Prof D N Jauhar, 71, and his wife Prof Adarsh Jauhar, 63, moved the advance directive in the court of Sanjay, Judicial Magistrate First Class (JMIC), who executed it after being designated by the District and Sessions Judge Chandigarh, following the directions of the Supreme Court.
Professor D N Jauhar is the former vice-chancellor of Dr B R Ambedkar University (formerly known as Agra University) and he is also the former chairman of Panjab University Law Department. His wife Professor Adarsh Jauhar has retired as head of department of Botany at Post-Graduate Government College, Sector 11, Chandigarh.
Speaking to Chandigarh Newsline, Professor D N Jauhar said since March 2018, passive euthanasia has been legal in India under strict guidelines after a Supreme Court ruling of March 2018, allowing passive euthanasia. The court observed that individuals have the right to die with dignity under strict guidelines as patients must give their consent through a living will, and must be either terminally ill or in a vegetative state.
Prof D N Jauhar said that it took him around nine months to draft the living will.
Asked why he moved a petition in the court for living will, Prof D N Jauhar said "I am an academic. One of my old students did a thesis in 1992, wherein we argued passive euthanasia.

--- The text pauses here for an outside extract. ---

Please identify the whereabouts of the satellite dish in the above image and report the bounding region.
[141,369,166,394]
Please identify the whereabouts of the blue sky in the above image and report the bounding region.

People would never know it, and so it is a academic exercise too."
Giving three reasons for filing the living will in the court, Prof D N Jauhar said, "Right to live with dignity includes right to die with dignity as well as prescribed under Article 21 of the Constitution. Why should I be kept in misery and dragged on, if I am terminally ill and have become virtually a vegetable."
The second reason, Prof D N Jauhar said, was that "body is of soil, and then let the soil be utilised somewhere, and thirdly me and wife want to do it, so that our body can be used for research. We will donate our body soon".
Asked if he was suffering from any illness, Jauhar said, "I am fighting fit and an active academic person, but I am doing it as my right to die with dignity. It is a collective decision. Accordingly, we came here and recorded our submission in the court today. "
Prof D N Jauhar said that the living will becomes operative as per the Supreme Court directions, when the person who has executed will become terminally ill and is put on support system. The hospital will then constitute a medical board consisting of specialised doctors and if that board certifies that he is terminally ill then that board will send the report to the magistrate or the district collector. The new medical board having specialised doctors will re-examine the report made by hospital medical board, and if the second medical board endorses the report, then the life supporting system of terminally ill person is withdrawn. However, if there is difference in the reports of the two medical boards, then the matter goes to the High Court for the final order.